KEPEMIMPINAN PEREMPUAN DALAM ISLAM PERSPEKTIF HAK ASASI MANUSIA DAN MAQASHID SYARIAH
Abstract
This article is a conceptual study aimed at discussing and analyzing women's leadership from the perspective of Human Rights (HAM) and Maqashid Syariah, namely trying to find laws on women's leadership using a human rights approach and mashlahah theory by referring to texts and contexts. The first is referring to texts. The Qur'an and Hadith, while the second refers to the social reality that occurs in society with all the underlying rules. The text path is taken to bring out laws through what is written in the texts of the Qur'an and Hadith. Meanwhile, what is ghoiru nash is achieved by understanding what is not written in the text by looking at social reality or the democratic political tradition that developed in Indonesia, whose validity is tested by human rights law and mashlahah theory based on the objectives of Islamic law (protection of religion, soul, reason, heredity, and property) and the rules of fiqhiyah, which are based on the political culture of society. This study uses a literature review method, namely searching for valid data sources from library texts that are relevant to the problem topic being researched. The results of this study show that classical commentators tend to place leadership rights on the male side for two reasons: first, because men are considered to have absolute advantages over women, such as physical strength and intellectual intelligence.
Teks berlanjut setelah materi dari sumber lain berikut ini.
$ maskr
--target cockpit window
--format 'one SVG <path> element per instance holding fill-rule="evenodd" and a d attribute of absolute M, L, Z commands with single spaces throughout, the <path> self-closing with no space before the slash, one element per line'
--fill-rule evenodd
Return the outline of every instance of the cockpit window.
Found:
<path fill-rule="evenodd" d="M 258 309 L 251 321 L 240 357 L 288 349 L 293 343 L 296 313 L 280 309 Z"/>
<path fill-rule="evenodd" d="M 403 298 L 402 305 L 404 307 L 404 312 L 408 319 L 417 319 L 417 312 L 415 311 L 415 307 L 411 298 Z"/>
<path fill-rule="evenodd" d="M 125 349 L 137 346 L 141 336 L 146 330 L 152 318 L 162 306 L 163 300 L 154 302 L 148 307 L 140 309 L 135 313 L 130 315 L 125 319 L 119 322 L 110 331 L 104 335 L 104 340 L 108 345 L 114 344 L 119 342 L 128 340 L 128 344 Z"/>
Second, because men (husbands) bear the economic burden or livelihood of their family members. Women's leadership in the public sphere is a matter that is changeable. Apart from the fact that there are no strong arguments indicating that it is prohibited for women to become leaders, there is also support from the political culture of society, especially in the political context in Indonesia, which adheres to a democratic political system that provides equal political rights between men and women. Men and women both have the right to vote and the right to be elected as political leaders, which is based on statutory regulations, both human rights law and election law.
Abstrak
Artikel ini merupakan kajian konseptual yang ditujukan untuk membahas dan menganalisis kepempinan perempuan dengan perpektif Hak Asasi Manusia (HAM) dan Maqashid Syariah, yakni berupaya menemukan hukum kepemimpinan perempuan dengan menggunakan pendekatan HAM dan teori mashlahah dengan mengacu pada teks dan konteks yang pertama mengacu teks atau nash Al-Qur’an dan Hadis, sedang yang kedua mengacu pada realitas sosial yang terjadi di masyarakat dengan segala aturan yang mendasarinya. Jalan nash ditempuh untuk memunculkan hukum-hukum melalui apa yang tertulis dalam teks Al-Qur’an dan Hadis. Sedangkan yang ghoiru nash ditempuh dengan cara memahami dari apa yang tidak tertulis dalam nash dengan memandang realitas sosial atau tradisi politik demokrasi yang berkembang di Indonesia yang diuji kesahihannya dengan undang-undang HAM dan teori mashlahah dengan berdasar pada tujuan hukum Islam (perlindungan agama, jiwa, akal, keturunan, dan harta benda) dan kaidah-kaidah fiqhiyah yang bertumpu pada budaya politik masyarakat. Kajian ini menggunakan metode kajian kepustakaan, yakni melakukan penelusuran sumber data yang valid dari teks-teks kepustakaan yang relevan dengan topik permasalahan yang sedang diteliti. Hasil kajian ini menunjukan bahwa para mufasir klasik cenderung meletakan hak kepemimpinan dari sisi jenis kelamin laki-laki karena dua hal: pertama, karena laki-laki dianggap memiliki kelebihan atas perempuan yang bersifat mutlak, seperti kekuatan fisik dan kecerdasan akal. Kedua, karena Laki-laki (suami) menanggung beban ekonomi atau nafkah atas anggota keluarganya. Kepemimpinan perempuan dalam ruang publik adalah perkara yang sifatnya mubah, selain karena tidak ada dalil kuat yang mengindikasikan larangan perempuan menjadi pemimpin, juga adanya dukungan budaya politik masyarakat khususnya dalam konteks politik di Indonesia yang menganut sistem politik demokrasi yang memberikan hak politik yang setara antara laki-laki dan perempuan baik hak untuk memilih maupun hak untuk dipilih sebagai pemimpin politik yang dididasarkan pada peraturan perundangan baik undang-undang HAM maupun undang-undang Pemilu.